O abuso de poder e de autoridade em questão no Brasil
Enviada em 06/01/2021
A Revolução Francesa foi um evento transformador ocorrido no século XVIII. Em virtude da mesma, o abuso de poder do Estado da época, práticas como desvio de recursos públicos para a nobreza e a existência do clericalismo, foi abolido. Consequentemente, deu-se fim ao absolutismo francês, criando a Constituição e a divisão dos três poderes — executivo, legislativo e judiciário — instaurando um sistema de política exímio diante da esfera mundial. Porém, infelizmente, ainda há inúmeros desafios a serem enfrentados diante do abuso de poder de autoridade, principalmente no que se diz em território brasileiro. Assim sendo, as principais causas para que isso ocorra é a desvalorização da educação no país, bem como a ausência de políticas públicas voltadas à questão.

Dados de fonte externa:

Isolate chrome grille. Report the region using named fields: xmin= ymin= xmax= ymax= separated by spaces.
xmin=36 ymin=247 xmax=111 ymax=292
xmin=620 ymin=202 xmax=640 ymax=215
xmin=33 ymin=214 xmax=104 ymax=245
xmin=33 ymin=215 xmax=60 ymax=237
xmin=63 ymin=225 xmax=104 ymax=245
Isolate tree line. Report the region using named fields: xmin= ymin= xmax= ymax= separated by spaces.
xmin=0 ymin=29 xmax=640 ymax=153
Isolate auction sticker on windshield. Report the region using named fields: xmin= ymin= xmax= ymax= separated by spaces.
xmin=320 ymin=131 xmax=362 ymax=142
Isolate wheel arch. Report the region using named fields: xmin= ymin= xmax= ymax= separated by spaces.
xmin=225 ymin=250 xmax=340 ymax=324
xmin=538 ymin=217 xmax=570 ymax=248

Em primeiro lugar, é necessário salientar a obra “Diálogo Acerca do Entendimento Humano”, de John Locke, filósofo empirista inglês, que detinha o pensamento de que o ser humano é moldado de acordo com os fatores ambientais, sociais e demográficos, que o permeiam desde o seu nascimento. Semelhantemente, conforme Immanuel Kant, filósofo idealista alemão, o homem é aquilo que a educação faz dele. Dessa forma, pode-se criar um elo entre um indivíduo que é apresentado a um ambiente educacional de qualidade e possui um ensino competente a uma sociedade mais crítica e com o corpo do Estado mais competente. Afinal, de acordo com Arthur Lewis, economista britânico, a educação nunca é uma despesa, mas um investimento com retorno garantido.

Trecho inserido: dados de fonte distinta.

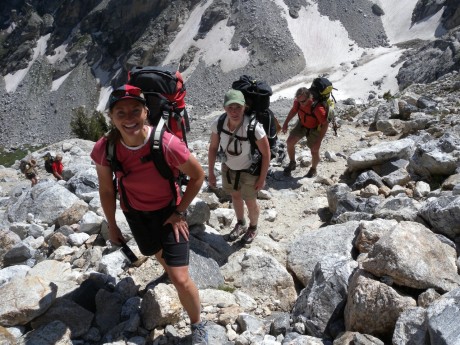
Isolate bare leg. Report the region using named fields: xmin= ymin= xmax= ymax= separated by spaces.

Ademais, segundo Jean-Jacques Rosseau, filósofo contratualista suíço, na política, tal qual na moral, é um grande mal não se fazer o bem. Assim, é racional associar que o descaso dos políticos brasileiros é um dos entraves que precisam ser combatidos para a melhora nos atos de abuso de autoridade no país. Embora haja a existência da lei contra o abuso de autoridade (n° 13.869/19), que prevê perda ou afastamento do cargo, entre outras formas de penalidades para políticos, ainda há um longo caminho e outras ações de controle a serem tomadas para a efetiva e democrática utilização do poder do Estado.

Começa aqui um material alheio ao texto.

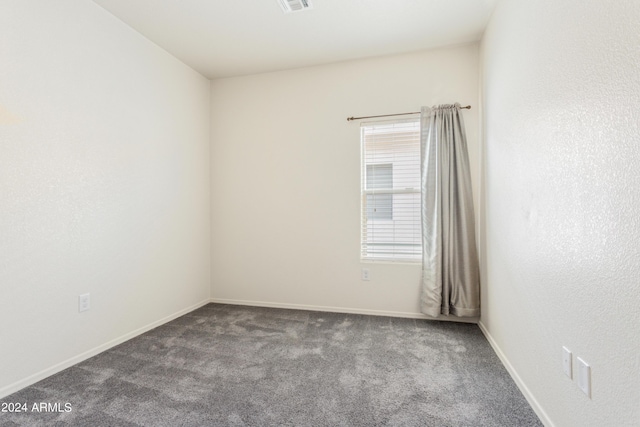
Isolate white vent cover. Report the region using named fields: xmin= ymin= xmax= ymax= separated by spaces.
xmin=278 ymin=0 xmax=311 ymax=13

Portanto, são necessárias medidas de intervenção para a questão retratada. Urge que o Ministério da Educação, por meio de uma alteração no currículo escolar, adicione aulas de Direito na grade curricular dos alunos de ensino fundamental a médio, com objetivo de desenvolver o pensamento crítico e estimular o interesse na área política. Diante disso, a valorização da educação poderá atuar como elemento decisivo na situação do Brasil. Ainda, é necessário que o Ministério da Justiça, pela criação de um grupo de especialistas e de um estudo cuidadoso, desenvolva um projeto de lei que vise a regulamentação de abuso de poder nos órgãos políticos, limitando e fiscalizando intensamente as ações realizadas na esfera do Estado. Dessa forma, pode-se combater o abuso de poder no Brasil.